Dear Friend of Justice,

Jim D’Entremont and I first became aware of the Baran case in 1995, but all we knew about it was the information found on Jonathan Harris’s web site. Our involvement really began in June of 1998, at the urging of our friend, Debbie Nathan. On the day that Judge Borenstein issued his ruling in the Amirault case, Debbie emailed us:

Bob, with this ruling I hope someone will be inspired to help Bernie Baran: as you know, he’s the first daycare worker convicted in a ritual abuse case — also out of Massachusetts — and the reason it started apparently is because he “came out” in his little town and announced his homosexuality at the age of 18. The guy has now been locked up 13 years and is going to rot behind bars unless someone takes an interest in his case. Now might be the time to start.

It took us another year to get essential documents in the case. When we read them, we were appalled. We were especially appalled at the conduct of the prosecutor, Daniel A. Ford.

Ford was ambitious and ruthless. He used the Baran case to make his career.  This strategy was successful. Governor Michael Dukakis made him a Superior Court Judge twenty years ago. He remains a judge today. He is an important member of the power structure of Berkshire County.

Thus far, criticism of Ford has been very muted. He is almost never mentioned by name in press accounts of the Baran case. Judge Fecteau made no ruling on the charges of prosecutorial misconduct when he granted Baran a new trial. I do not fault Fecteau for this. I believe he was doing what he thought would be most effective in achieving the ends of justice. Criticizing a brother judge could have eventually caused the waters to be muddied and thus blunted the effectiveness of his excellent decision.

But the Massachusetts Appeals Court has decided that the time has finally come to start talking about the elephant that’s been hiding under the rug.

The Court needed to say nothing about prosecutorial misconduct, because no ruling had been made on that issue.  Never the less, they found they had quite a bit to say.

Several things troubled them:

  1. Dan Ford deliberately withheld from the defense the videotapes of the child interviews — interviews which contained a huge mass of exculpatory material.
  2. Dan Ford deliberately withheld from the defense police reports and DSS materials indicating that at least two of the children were very likely sexually abused by someone other than Baran. [Not surprisingly, no charges were ever brought against these men, who were very likely real child abusers.]
  3. Dan Ford deliberately misled the Grand Jury by showing them a composite videotape with all exculpatory material excised.
  4. Dan Ford turned over material from his case files to the law firm representing the mother of one of the alleged victims.
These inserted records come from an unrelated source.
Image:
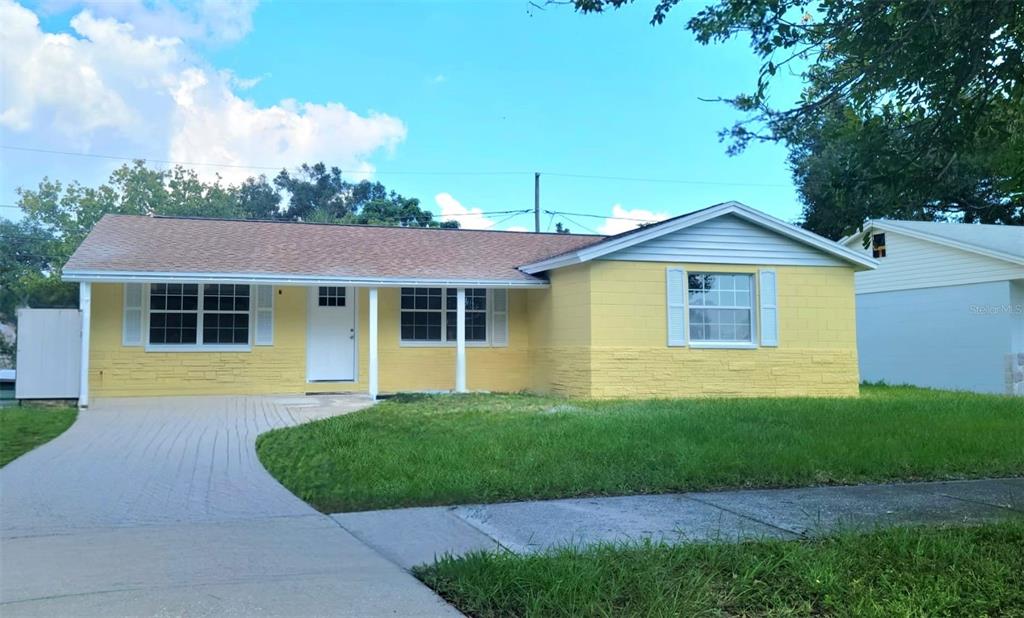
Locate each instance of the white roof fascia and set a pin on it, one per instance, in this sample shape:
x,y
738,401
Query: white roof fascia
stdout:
x,y
729,208
110,276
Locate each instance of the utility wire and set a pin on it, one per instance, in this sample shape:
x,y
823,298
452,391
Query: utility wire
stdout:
x,y
245,167
497,223
603,217
578,224
666,180
401,172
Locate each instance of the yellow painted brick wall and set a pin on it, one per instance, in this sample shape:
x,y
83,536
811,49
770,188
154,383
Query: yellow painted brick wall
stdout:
x,y
560,334
630,357
119,370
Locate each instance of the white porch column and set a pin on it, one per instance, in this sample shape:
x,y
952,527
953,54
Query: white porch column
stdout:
x,y
372,382
85,305
460,341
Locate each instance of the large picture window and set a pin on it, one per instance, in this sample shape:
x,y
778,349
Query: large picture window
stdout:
x,y
721,308
178,318
428,314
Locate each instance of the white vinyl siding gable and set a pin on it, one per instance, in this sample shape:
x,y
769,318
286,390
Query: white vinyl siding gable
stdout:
x,y
725,239
264,315
913,264
768,296
499,317
675,290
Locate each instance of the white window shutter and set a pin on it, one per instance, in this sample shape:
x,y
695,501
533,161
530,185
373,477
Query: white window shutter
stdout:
x,y
131,332
499,317
264,315
769,309
675,290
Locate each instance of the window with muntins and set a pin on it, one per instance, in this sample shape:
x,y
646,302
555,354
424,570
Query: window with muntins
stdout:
x,y
331,297
878,246
177,316
721,308
428,314
173,313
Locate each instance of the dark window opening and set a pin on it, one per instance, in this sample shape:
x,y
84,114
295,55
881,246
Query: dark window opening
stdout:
x,y
878,246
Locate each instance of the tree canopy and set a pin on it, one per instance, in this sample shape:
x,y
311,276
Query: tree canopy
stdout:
x,y
57,216
909,108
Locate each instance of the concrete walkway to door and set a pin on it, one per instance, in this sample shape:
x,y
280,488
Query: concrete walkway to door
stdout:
x,y
160,506
413,536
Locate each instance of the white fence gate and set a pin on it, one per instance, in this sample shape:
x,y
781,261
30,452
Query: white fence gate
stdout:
x,y
49,353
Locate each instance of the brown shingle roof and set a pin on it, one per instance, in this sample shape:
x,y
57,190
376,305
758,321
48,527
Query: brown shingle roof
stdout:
x,y
130,244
I think that bill of indictment should be sufficient to have Dan Ford impeached and disbarred, if not sent to prison for obstruction of justice.

A fifth charge is intimidation of potential defense witnesses. I think this affidavit gives us a good glimpse of Judge Ford’s moral character. (I believe there were other potential witnesses silenced by threats from Dan Ford as well.)
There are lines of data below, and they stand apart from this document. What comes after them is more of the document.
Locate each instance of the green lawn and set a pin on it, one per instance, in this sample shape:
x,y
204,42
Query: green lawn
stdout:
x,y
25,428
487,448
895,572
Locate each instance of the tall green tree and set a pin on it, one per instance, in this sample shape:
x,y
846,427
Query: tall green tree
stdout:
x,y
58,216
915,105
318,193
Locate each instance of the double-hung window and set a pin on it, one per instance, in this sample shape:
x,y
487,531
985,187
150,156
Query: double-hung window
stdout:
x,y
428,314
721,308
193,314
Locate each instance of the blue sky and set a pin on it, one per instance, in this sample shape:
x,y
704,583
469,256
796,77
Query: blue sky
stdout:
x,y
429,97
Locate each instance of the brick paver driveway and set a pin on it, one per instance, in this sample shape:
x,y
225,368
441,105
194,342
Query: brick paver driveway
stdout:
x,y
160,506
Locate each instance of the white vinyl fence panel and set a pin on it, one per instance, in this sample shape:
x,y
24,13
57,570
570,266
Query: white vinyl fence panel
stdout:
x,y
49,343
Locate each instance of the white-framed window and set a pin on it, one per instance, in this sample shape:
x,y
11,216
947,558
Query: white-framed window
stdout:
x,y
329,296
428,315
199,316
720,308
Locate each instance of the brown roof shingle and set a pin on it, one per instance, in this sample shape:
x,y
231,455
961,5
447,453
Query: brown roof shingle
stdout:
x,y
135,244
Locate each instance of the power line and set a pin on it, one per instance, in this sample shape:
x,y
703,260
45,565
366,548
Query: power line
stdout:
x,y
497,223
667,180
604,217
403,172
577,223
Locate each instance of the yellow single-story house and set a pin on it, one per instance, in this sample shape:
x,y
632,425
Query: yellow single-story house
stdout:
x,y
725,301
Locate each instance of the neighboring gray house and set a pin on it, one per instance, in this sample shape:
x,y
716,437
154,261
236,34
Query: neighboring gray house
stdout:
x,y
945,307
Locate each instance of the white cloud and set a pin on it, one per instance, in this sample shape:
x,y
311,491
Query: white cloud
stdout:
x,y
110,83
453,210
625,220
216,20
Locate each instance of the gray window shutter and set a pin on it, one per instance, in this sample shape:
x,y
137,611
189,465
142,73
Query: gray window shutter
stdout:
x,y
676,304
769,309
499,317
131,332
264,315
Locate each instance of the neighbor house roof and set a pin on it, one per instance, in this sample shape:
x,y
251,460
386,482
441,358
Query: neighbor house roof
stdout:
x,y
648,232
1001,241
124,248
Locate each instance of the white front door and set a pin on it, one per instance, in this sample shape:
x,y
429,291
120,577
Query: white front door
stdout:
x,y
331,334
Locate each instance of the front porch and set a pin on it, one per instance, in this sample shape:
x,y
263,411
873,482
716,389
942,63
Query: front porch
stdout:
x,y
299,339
I suppose there are some who would excuse Dan’s Ford misbehavior by saying that he truly believed in Baran’s guilt and was sincerely interested in protecting children. But don’t believe that.
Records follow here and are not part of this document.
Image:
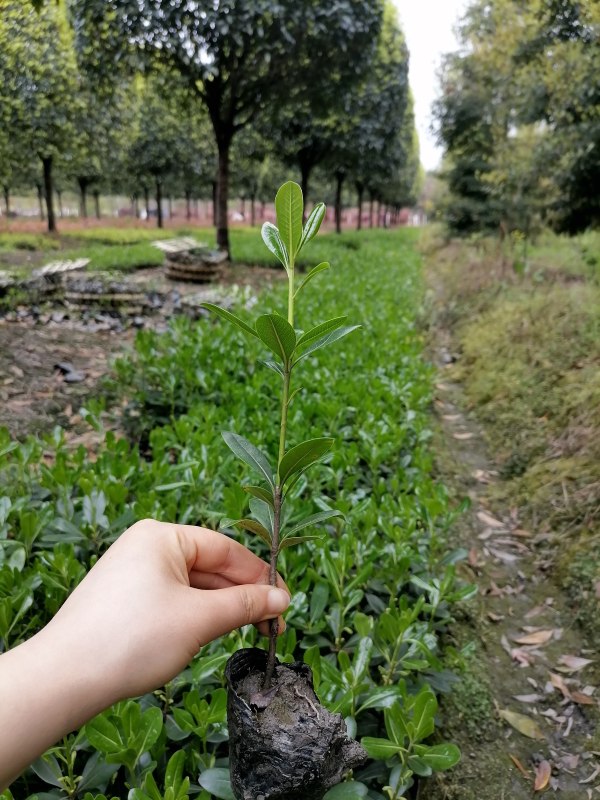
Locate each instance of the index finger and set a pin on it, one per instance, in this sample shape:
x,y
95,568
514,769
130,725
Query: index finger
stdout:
x,y
207,551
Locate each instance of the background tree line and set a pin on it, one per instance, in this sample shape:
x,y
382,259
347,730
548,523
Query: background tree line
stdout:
x,y
519,116
154,100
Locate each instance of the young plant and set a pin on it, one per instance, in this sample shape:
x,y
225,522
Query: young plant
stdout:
x,y
289,348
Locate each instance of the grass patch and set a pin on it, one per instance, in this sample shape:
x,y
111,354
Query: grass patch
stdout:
x,y
530,365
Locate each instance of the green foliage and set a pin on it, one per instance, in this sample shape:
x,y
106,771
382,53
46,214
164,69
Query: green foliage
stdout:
x,y
358,617
519,116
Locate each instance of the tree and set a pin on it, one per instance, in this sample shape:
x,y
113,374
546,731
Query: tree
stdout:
x,y
229,53
39,91
526,73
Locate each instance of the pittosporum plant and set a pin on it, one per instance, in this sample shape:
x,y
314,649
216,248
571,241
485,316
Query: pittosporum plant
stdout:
x,y
289,347
274,716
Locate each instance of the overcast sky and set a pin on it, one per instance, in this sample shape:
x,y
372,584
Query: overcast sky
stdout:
x,y
428,26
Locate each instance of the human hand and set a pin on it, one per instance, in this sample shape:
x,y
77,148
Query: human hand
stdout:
x,y
156,596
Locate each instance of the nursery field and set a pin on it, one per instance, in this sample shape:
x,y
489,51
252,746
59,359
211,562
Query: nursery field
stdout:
x,y
372,597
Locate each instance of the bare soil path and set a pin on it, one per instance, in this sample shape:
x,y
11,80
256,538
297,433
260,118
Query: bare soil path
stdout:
x,y
526,713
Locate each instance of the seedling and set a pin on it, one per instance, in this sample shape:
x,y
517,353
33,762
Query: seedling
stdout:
x,y
290,348
326,753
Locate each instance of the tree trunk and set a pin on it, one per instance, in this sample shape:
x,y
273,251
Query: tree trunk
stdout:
x,y
159,221
222,195
215,195
47,166
360,189
339,179
305,170
83,184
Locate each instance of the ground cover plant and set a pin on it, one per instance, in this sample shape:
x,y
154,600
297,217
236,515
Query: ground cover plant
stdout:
x,y
529,347
369,602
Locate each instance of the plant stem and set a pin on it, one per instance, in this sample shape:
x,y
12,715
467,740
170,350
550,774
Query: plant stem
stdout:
x,y
277,495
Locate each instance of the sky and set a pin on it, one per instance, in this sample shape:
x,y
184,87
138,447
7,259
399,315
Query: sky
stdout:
x,y
428,27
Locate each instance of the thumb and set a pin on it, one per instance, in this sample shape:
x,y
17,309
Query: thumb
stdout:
x,y
223,610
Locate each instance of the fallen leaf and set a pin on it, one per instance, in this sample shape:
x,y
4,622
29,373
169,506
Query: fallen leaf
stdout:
x,y
518,765
522,656
525,725
539,637
574,663
501,555
543,771
535,612
592,777
528,698
582,699
559,684
487,519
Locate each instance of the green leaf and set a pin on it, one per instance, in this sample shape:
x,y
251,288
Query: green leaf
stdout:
x,y
395,724
328,339
227,315
314,519
320,330
290,541
289,206
249,454
419,766
380,748
383,697
174,772
217,782
273,241
264,513
313,223
351,790
272,365
314,271
260,493
250,525
423,719
103,735
301,456
278,335
439,756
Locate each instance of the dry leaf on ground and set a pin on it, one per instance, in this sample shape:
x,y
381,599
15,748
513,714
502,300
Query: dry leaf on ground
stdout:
x,y
559,684
525,725
518,765
543,771
573,663
487,519
539,637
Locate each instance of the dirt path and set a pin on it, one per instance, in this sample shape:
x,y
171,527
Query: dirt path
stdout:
x,y
34,395
527,707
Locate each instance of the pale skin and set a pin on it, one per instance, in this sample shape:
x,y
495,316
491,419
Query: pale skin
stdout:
x,y
137,619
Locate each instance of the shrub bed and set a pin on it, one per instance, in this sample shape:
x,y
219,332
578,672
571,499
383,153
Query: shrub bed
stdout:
x,y
369,601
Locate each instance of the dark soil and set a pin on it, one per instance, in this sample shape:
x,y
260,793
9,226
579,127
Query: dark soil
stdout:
x,y
528,670
284,745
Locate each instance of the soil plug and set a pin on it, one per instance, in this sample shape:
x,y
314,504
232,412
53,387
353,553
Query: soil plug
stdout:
x,y
283,744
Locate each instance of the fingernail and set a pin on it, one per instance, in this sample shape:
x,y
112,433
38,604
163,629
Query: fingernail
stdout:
x,y
277,601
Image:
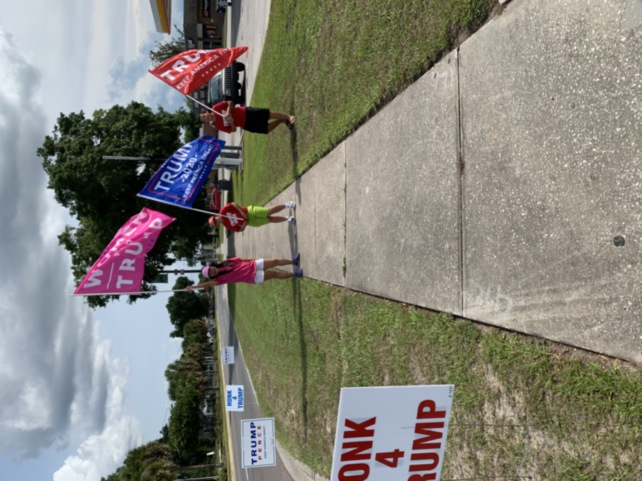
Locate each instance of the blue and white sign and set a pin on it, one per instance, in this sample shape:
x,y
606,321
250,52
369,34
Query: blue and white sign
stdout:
x,y
228,354
258,447
234,398
181,177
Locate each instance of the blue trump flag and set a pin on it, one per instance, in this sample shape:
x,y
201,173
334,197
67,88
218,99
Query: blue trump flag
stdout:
x,y
181,177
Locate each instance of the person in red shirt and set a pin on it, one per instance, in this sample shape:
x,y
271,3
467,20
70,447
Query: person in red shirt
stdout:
x,y
226,117
236,218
After Ford rested his case, he offered Baran the chance to plead guilty in exchange for a five-year sentence. Half would be served at the county jail and half at a low-security facility called  The Sherriff’s Home. (He told Baran that if Baran did not accept this offer, Ford would make sure that Baran spent his entire life in prison.) Would Ford have made such an offer to someone he considered guilty? Would any guilty person turn down such an offer? Ford wanted his conviction and he didn’t care how he got it. It was the very first conviction that occurred during the 80’s daycare hysteria.

I believe that the Appeals Court has fired a warning shot across Dan Ford’s bow.

It will be interesting to see how he — and his chief protector, DA David Capeless –will respond.

But however they respond, the Baran case is now over. Capeless might appeal and the SJC might decide to hear it. But I can see no way the SJC could — or would — invalidate the two excellent decisions written by Judge Fecteau and by the Massachusetts Appeals Court. And there is no way this case could ever be retried.

Bernard Baran is not a criminal. In my opinion, Dan Ford is.

But  the elephant’s days of hiding under the rug are coming to an end.